Il ne neigeait plus. Il sembla même à Élisabeth qu’il ne faisait plus aussi froid, comme si l’hiver était fini. Elle se sentait bien, même sa fatigue s’estompait.

— Ce lait que tu as volé… commença Blanche.

— Je ne regrette pas mon geste, chuchota Élisabeth.

— Mais tu sais que c’est un péché ? demanda Blanche.

— Oh, tu sais à la maison on ne s’occupe pas trop des affaires d’église.

— Tu ne vas pas à la messe ? s’étonna Blanche.

— Mes parents ne sont pas croyants et ne m’ont jamais forcée à l’être, répondit Élisabeth.

— Tu ne crois pas en Dieu ? demanda Blanche avec un air grave comme si la réponse de sa petite protégée allait décider de son destin.

Élisabeth hésita un peu et répondit d’une voix triste :

— Je n’y crois plus depuis la mort de Grelotte.

— Qui est Grelotte ? demanda Blanche.

— Le petit chaton pour qui j’ai volé du lait, répondit Élisabeth. Je l’ai trouvé grelottant de froid, un matin. J’ai tout fait pour le réchauffer contre moi. Mais, il n’arrêtait pas de miauler. Il mourrait de faim.

— C’est pour ça que tu ne regrettes pas ce vol, dit Blanche semblant comprendre la situation.
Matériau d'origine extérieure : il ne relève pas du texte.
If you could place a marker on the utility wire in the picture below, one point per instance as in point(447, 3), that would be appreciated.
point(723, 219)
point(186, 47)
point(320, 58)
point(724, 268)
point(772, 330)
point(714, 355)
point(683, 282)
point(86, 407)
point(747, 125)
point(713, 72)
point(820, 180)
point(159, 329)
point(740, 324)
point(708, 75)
— Ça n’a servi à rien, ajouta Élisabeth alors qu’une grosse larme coula le long de sa joue. Le petit chaton est mort dans mes bras.

Élisabeth essuya la larme rapidement et continua :

— Je lui ai donné un nom et je l’ai enterré. C’était la semaine dernière.

— Tu étais en colère ? demanda Blanche.

— Non, juste très triste, expliqua Élisabeth. Je ne crois plus en Dieu, depuis ce jour.

Blanche guida Élisabeth à gauche d’un arbre aux branches courtes et fines dressées comme des flèches tout autour de son tronc. Blanche laissa Élisabeth passer devant elle et dit :

— Nous sommes bientôt arrivées. J’ai une dernière question pour toi. Que ferais-tu si tu trouvais une pièce d’or ?

— Une vraie pièce d’or ? Je la donnerai à mes parents pour réparer le toit de notre chaumière.

— Parfait, dit Blanche je vais te laisser continuer seule. Quand tu verras un arbre avec des branches recroquevillées, prends le chemin de gauche et tu seras arrivée.

Élisabeth se retourna, mais Blanche avait disparu. Elle regarda autour d’elle, puis cria :

— Reviens Blanche ! Je ne t’ai pas remercié et tu as oublié ta lanterne !

Il n’y eut aucune réponse. Tout était si calme dans cette forêt.

Élisabeth repris sa route trouva l’arbre et s’engagea sur le chemin de gauche. Elle arriva dans une vaste clairière sans neige et le jour se levait.

— C’est impossible, échappa Élisabeth. Je n’ai pas pu marcher tout la nuit.

Elle regarda avec étonnement le soleil qui se levait à toute vitesse. Il reprit un rythme normal en passant l’horizon. Élisabeth regarda autour d’elle. C’était le printemps ! Des fleurs remplaçait la neige, des papillons multicolores remplaçaient les flocons. Élisabeth aperçut des biches au loin. Elle n’avait jamais vu un lieu aussi paradisiaque. Elle échappa sa lanterne de stupeur et celle-ci se changea en une petite boule de poils en touchant l’herbe.

Élisabeth s’agenouilla aussitôt et la prit dans ses mains en pleurant de joie. C’était Grelotte.